A=A ₁ /1+βA ₂ =R _C /2V _T /I ₁ +R _E1 /1+β
R _C /2V _T /I ₁ +R _E2 Since I ₁ and I ₂ can be arbitrarily controlled by the gain control signal V _c , the total gain A can be controlled.

As a specific design example, consider a case where maximum gain Amax=10 and minimum gain Amin=2 are required.
The maximum gain Amax is the output of one of the third differential pairs when the gain control signal V _c is maximum, that is, V _c = 0.5V.
If I ₁ is the maximum (I ₀ ) and the other output I ₂ is the minimum 〓, the following equation is obtained.

Amax=A ₁ =R _c /2V _T /I ₀ +R _E1 If I ₀ =2 mA and R _c =500Ω, then R _E1 =24Ω.

Next, the minimum gain Amin should be set when the gain control signal V _c is 0, that is, when the two outputs I ₁ and I ₂ of the third differential pair are equal (I ₁ = I ₂ = 1/2I ₀ ). Amin＝R _C /4V _T /I ₀ +R _E1 /1+βR _C /
If 4V _T /I ₀ + R _E2 β = 1/2, then R _E2 = 385Ω. By configuring a circuit with the above constants, the gain control voltage V _c can be
By changing from 0v to about +0.5v, the total gain A can be changed from 2 times to 10 times. In the above embodiment, the signal voltages applied to the inputs of the first, second, and third differential pairs, the output signal of the negative feedback circuit, and the gain control signal are applied as balanced signals, but they may be applied as unbalanced signals. is also possible. In this case, a signal may be applied to one input of each differential pair, and an appropriate reference bias voltage may be applied to the other input.

The variable gain differential amplifier circuit according to the present invention has the following features.

(1) Since it is a differential type, good S/N ratio and stable operation can be obtained.

(2) Since the gain is controlled by negative feedback, good frequency characteristics can be obtained.

(3) Since differential pairs are effectively used, the DC level of the output voltage does not change due to gain control. Therefore, multi-stage DC coupling is possible and suitable for high integration.

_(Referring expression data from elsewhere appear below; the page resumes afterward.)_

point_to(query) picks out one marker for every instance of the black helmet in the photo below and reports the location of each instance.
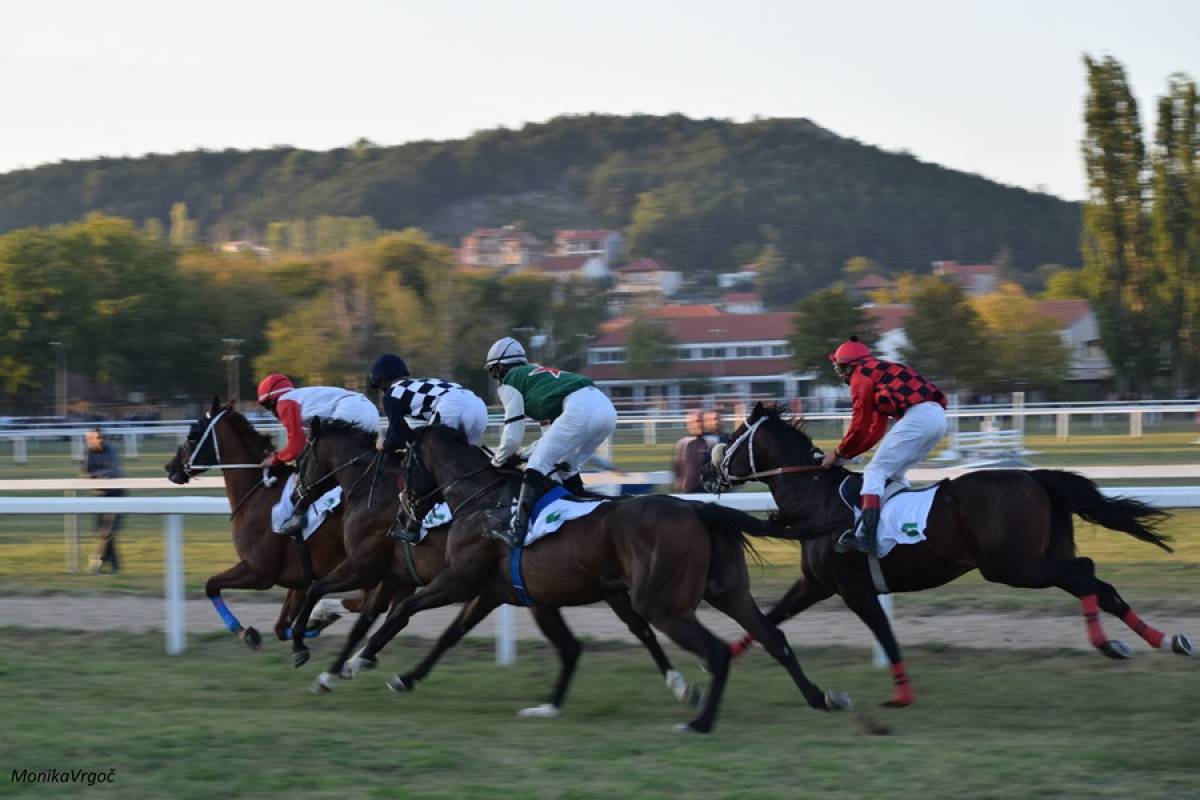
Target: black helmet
(387, 368)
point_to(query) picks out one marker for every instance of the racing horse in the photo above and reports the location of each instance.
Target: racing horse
(666, 553)
(225, 439)
(400, 569)
(1013, 525)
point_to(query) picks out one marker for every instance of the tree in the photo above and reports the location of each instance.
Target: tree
(649, 350)
(1175, 226)
(946, 336)
(1025, 344)
(1115, 242)
(823, 320)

[Brief explanation of the drawing]

FIG. 1 shows an embodiment of circuit elements for constructing a circuit according to the invention, and FIG. 2 shows an embodiment of the circuit according to the invention. 201, 202, 203; differential pair, 204, 2
05; Load resistance, 206; Current source, 207; Negative feedback circuit.

Claims (1)

[Claims] 1 a first, second and third transistor pair comprising a pair of transistors;
a differential pair of first and second load resistors, a current source,
and a negative feedback circuit, the first
An input signal voltage is applied between the inputs of the second differential pair, but the output of the negative feedback circuit is not applied; an output of the negative feedback circuit is applied to the input of the second differential pair, but no input signal voltage is applied; Apply a gain control signal to the input of the differential pair,
The output of the current source is applied to a third differential pair, one output of the third differential pair is applied to the first differential pair, and the other output of the third differential pair is applied to the second differential pair. one output of the first differential pair and one output of the second differential pair are applied to the first load resistor, and the other output of the first differential pair and the second differential pair are applied to the first load resistor. It has a circuit configuration that supplies the other output of the pair to a second load resistor, and is characterized by changing the current distribution ratio between both outputs of the third differential pair by changing the gain control signal. variable gain differential amplifier circuit.